Monday, October 17, 2011

Album Review: Matt Cardle - Letters

Matt Cardle - Letters

So, last year's X-Factor winner finally releases his debut album hot on the heels of his cryingly disappointingly single Run For Your Life. Cardle - whose cover of Biffly Clyro's Many of Horrors was the second biggest selling single in the UK in 2010 - has made a record that sounds completely unlike anything that an ex-X Factor contestant has tried before, but that isn't necessarily a good thing.

Despite the quality of songwriting talent on this album - Starsailor's James Walsh, Eg White, Gary Barlow and David Sneddon (!) - Letters is a surprisingly disappointing and one-paced record.

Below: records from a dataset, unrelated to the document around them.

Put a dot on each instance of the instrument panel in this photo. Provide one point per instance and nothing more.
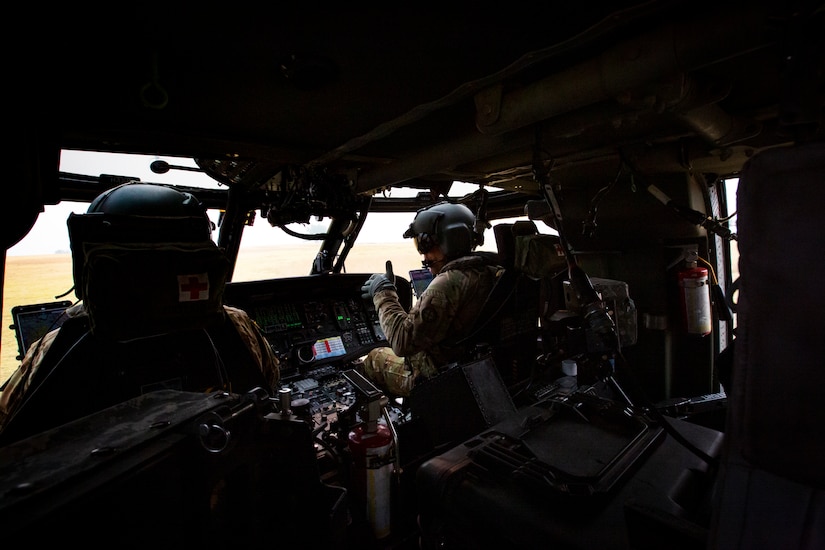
(311, 322)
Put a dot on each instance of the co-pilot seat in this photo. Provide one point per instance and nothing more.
(152, 289)
(505, 344)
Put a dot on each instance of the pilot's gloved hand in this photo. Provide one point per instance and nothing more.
(378, 282)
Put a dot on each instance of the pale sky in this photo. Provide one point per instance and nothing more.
(49, 234)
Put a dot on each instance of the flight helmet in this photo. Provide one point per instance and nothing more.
(446, 224)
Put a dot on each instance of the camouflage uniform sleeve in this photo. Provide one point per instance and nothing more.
(18, 384)
(257, 344)
(428, 321)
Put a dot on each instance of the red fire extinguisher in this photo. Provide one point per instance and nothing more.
(695, 299)
(371, 445)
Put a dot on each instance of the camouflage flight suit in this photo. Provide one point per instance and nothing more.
(17, 386)
(426, 338)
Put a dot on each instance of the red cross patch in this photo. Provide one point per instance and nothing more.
(193, 288)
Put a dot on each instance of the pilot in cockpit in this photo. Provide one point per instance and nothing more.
(129, 220)
(428, 337)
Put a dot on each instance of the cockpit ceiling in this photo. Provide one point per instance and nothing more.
(420, 98)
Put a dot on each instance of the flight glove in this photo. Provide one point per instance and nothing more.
(378, 282)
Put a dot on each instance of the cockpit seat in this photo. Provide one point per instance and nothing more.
(152, 319)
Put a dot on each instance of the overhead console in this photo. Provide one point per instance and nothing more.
(313, 322)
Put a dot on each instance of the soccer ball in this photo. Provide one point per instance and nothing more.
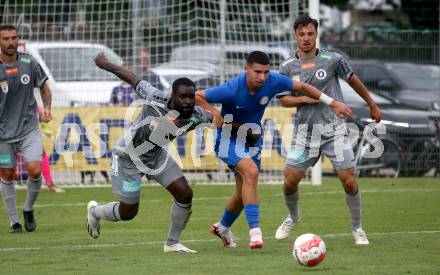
(309, 249)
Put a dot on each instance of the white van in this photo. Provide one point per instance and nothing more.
(74, 79)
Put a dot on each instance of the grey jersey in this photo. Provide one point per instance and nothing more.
(154, 129)
(18, 107)
(321, 71)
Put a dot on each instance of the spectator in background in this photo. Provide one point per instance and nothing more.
(122, 95)
(147, 74)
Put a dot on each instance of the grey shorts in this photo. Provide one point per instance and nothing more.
(126, 176)
(336, 148)
(30, 147)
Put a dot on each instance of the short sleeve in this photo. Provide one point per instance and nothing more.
(344, 70)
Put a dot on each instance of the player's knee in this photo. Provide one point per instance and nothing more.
(129, 212)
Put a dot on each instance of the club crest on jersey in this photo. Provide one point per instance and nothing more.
(320, 74)
(153, 125)
(264, 100)
(25, 79)
(4, 86)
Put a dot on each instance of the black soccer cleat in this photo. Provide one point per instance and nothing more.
(29, 220)
(16, 228)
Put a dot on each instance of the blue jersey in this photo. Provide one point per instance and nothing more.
(239, 102)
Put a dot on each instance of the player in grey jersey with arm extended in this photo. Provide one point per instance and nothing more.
(19, 74)
(142, 151)
(317, 129)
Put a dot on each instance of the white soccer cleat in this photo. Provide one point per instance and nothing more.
(225, 235)
(285, 228)
(360, 237)
(92, 223)
(178, 247)
(256, 237)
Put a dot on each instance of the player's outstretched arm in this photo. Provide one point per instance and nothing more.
(362, 91)
(202, 102)
(102, 62)
(339, 108)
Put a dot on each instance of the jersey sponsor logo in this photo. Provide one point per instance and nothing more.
(25, 79)
(153, 125)
(13, 70)
(326, 56)
(308, 66)
(4, 86)
(264, 100)
(321, 74)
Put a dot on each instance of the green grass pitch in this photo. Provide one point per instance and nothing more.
(401, 218)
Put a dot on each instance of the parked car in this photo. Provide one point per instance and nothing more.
(207, 57)
(412, 84)
(405, 126)
(73, 76)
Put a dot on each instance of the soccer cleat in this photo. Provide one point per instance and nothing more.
(16, 228)
(256, 238)
(56, 189)
(92, 223)
(225, 236)
(29, 221)
(285, 228)
(359, 236)
(178, 247)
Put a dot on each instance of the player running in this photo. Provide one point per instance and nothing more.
(141, 151)
(244, 100)
(315, 122)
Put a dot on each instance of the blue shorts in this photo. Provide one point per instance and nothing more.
(232, 150)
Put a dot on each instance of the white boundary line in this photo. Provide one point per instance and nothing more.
(111, 245)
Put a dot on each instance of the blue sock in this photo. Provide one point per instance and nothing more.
(229, 218)
(252, 215)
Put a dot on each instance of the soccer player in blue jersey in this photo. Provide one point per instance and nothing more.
(238, 143)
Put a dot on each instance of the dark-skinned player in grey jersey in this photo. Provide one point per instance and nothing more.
(317, 130)
(141, 151)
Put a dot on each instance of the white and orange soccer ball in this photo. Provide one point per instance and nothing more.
(309, 249)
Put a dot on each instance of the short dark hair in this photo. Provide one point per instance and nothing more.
(7, 28)
(304, 20)
(257, 57)
(183, 81)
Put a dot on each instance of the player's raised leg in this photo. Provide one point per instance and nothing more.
(248, 170)
(292, 177)
(353, 200)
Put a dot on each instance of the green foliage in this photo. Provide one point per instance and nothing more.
(400, 217)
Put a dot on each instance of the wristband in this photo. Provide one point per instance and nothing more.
(325, 99)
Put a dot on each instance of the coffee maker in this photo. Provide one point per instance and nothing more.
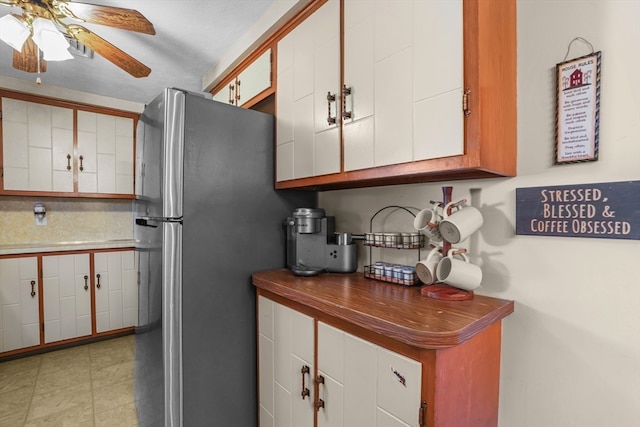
(314, 247)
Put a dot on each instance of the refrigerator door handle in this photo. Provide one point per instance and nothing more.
(150, 221)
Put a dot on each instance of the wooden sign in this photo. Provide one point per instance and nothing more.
(606, 210)
(578, 109)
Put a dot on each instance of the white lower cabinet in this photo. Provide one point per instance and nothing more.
(116, 290)
(286, 366)
(357, 383)
(19, 316)
(66, 296)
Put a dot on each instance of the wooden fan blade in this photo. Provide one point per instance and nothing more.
(125, 19)
(27, 60)
(109, 51)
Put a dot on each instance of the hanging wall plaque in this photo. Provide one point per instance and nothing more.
(609, 210)
(578, 109)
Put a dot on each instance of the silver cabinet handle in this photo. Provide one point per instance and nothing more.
(305, 391)
(319, 403)
(346, 91)
(331, 120)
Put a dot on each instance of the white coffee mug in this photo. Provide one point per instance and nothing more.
(459, 273)
(426, 268)
(457, 225)
(427, 221)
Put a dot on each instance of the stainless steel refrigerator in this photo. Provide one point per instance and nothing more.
(207, 217)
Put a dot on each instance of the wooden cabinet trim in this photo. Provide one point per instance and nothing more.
(75, 107)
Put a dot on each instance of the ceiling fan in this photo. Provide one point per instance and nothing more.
(43, 25)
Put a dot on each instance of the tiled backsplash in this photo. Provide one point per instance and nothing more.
(68, 220)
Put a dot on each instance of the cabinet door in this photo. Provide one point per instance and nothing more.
(254, 79)
(105, 153)
(66, 297)
(19, 314)
(398, 390)
(116, 290)
(365, 384)
(37, 144)
(286, 340)
(403, 63)
(348, 365)
(307, 143)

Everything contained here - with the possible exception of opening track Starlight - is dreadful, turgid, plodding guitar pop. Sounding like the tracks on the cutting room floor of a 2003 era Embrace, Snow Patrol or Coldplay record, Letters attempts to deliver heartfelt, anthemic choruses but instead gradually descends into almost a pastiche of post-Britpop.

It's very earnest and while Cardle has a decent voice and may want to be taken seriously as an artist, it is at the very chart friendly end of the guitar pop spectrum. I can certainly see what he is trying to do here, but all that he's managed to do is create an emotional record that's entirely devoid of any emotion whatsoever.

There are probably some half decent songs hidden here but the slick production and desire to recreate Chasing Cars mean that Letters is forty five minutes of very, very average pop music.